An ice-choked sea now covered much of the north. Vastitas Borealis
had lain a kilometer or two below the datum, in some places three; now with sea
level stabilizing at the minus-one contour, most of it was underwater. If an
ocean of similar shape had existed on Earth, it would have been a bigger Arctic
Ocean, covering most of Russia, Canada, Alaska, Greenland, and Scandinavia, and
then making two deeper incursions farther south, narrow seas that extended all
the way to the equator; on Earth these would have made for a narrow North
Atlantic, and a North Pacific occupied in its center by a big squarish island.

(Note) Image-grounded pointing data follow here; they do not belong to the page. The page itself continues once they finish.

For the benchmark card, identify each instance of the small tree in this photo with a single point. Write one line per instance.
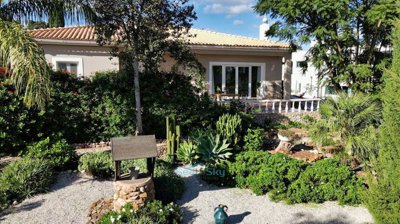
(383, 196)
(142, 32)
(350, 35)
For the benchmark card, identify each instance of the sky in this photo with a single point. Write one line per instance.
(228, 16)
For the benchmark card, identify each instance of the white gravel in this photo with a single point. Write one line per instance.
(70, 198)
(67, 202)
(200, 199)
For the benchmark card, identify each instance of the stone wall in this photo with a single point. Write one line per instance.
(136, 192)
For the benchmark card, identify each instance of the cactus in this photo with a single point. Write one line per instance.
(173, 136)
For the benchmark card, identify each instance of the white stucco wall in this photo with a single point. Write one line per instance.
(305, 82)
(93, 58)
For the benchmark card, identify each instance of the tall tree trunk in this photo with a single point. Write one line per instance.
(57, 15)
(139, 124)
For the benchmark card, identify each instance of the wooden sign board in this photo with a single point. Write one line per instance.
(133, 147)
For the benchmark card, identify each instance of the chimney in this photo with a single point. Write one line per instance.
(264, 27)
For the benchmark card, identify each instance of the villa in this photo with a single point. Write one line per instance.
(236, 65)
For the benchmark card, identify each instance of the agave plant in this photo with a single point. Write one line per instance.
(213, 150)
(187, 152)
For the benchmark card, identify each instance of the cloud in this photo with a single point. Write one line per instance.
(238, 22)
(230, 7)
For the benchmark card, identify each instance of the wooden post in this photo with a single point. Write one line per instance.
(287, 107)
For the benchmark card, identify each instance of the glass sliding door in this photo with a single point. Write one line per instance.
(217, 79)
(230, 80)
(255, 81)
(244, 81)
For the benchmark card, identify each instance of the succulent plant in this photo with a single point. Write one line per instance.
(213, 149)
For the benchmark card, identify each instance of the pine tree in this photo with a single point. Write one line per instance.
(383, 196)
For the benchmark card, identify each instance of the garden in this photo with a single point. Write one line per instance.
(324, 168)
(225, 139)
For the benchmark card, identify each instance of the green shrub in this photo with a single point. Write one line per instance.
(254, 139)
(230, 127)
(58, 154)
(214, 150)
(169, 186)
(151, 212)
(273, 173)
(98, 164)
(382, 197)
(218, 175)
(326, 180)
(187, 152)
(24, 178)
(247, 163)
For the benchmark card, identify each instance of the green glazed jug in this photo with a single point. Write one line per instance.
(220, 215)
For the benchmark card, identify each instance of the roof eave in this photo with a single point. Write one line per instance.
(266, 49)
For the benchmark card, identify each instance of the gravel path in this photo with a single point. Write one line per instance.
(70, 198)
(67, 202)
(200, 199)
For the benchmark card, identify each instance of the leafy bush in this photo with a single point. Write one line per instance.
(98, 164)
(213, 150)
(58, 154)
(218, 175)
(382, 197)
(247, 163)
(273, 173)
(169, 186)
(24, 178)
(254, 139)
(326, 180)
(295, 181)
(151, 212)
(187, 152)
(230, 127)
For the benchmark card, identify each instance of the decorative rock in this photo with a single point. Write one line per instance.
(136, 191)
(99, 208)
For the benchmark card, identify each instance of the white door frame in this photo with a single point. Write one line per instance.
(236, 65)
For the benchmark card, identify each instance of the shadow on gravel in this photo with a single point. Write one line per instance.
(233, 219)
(303, 218)
(194, 185)
(21, 208)
(66, 179)
(189, 214)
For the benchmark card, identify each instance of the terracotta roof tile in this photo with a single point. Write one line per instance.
(200, 37)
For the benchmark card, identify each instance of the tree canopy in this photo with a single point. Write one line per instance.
(382, 198)
(142, 32)
(351, 37)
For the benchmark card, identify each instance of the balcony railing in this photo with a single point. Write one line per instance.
(280, 105)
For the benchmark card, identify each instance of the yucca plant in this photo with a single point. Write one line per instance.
(229, 126)
(187, 152)
(213, 149)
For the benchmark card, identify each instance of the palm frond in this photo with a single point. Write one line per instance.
(30, 72)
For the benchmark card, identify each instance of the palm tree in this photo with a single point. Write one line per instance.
(352, 120)
(31, 73)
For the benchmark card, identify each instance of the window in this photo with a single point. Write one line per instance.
(301, 64)
(242, 79)
(69, 65)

This Oceanus Borealis was dotted by several large icy islands, and
a long low peninsula that broke its circumnavigation of the globe, connecting
the mainland north ofSyrtis with the tail of a polar island. The north pole was
actually on the ice ofOlympia Gulf, some kilometers offshore from this polar
island.

And that was it. On Mars there would be no equivalent of the South
Pacific or the South Atlantic, or the Indian Ocean, or the Antarctic Ocean. In
its south there was only desert, except for the Hellas Sea, a circular body of
water about the size of the Caribbean. So while ocean covered seventy percent
of the Earth, it covered about twenty-five percent of Mars.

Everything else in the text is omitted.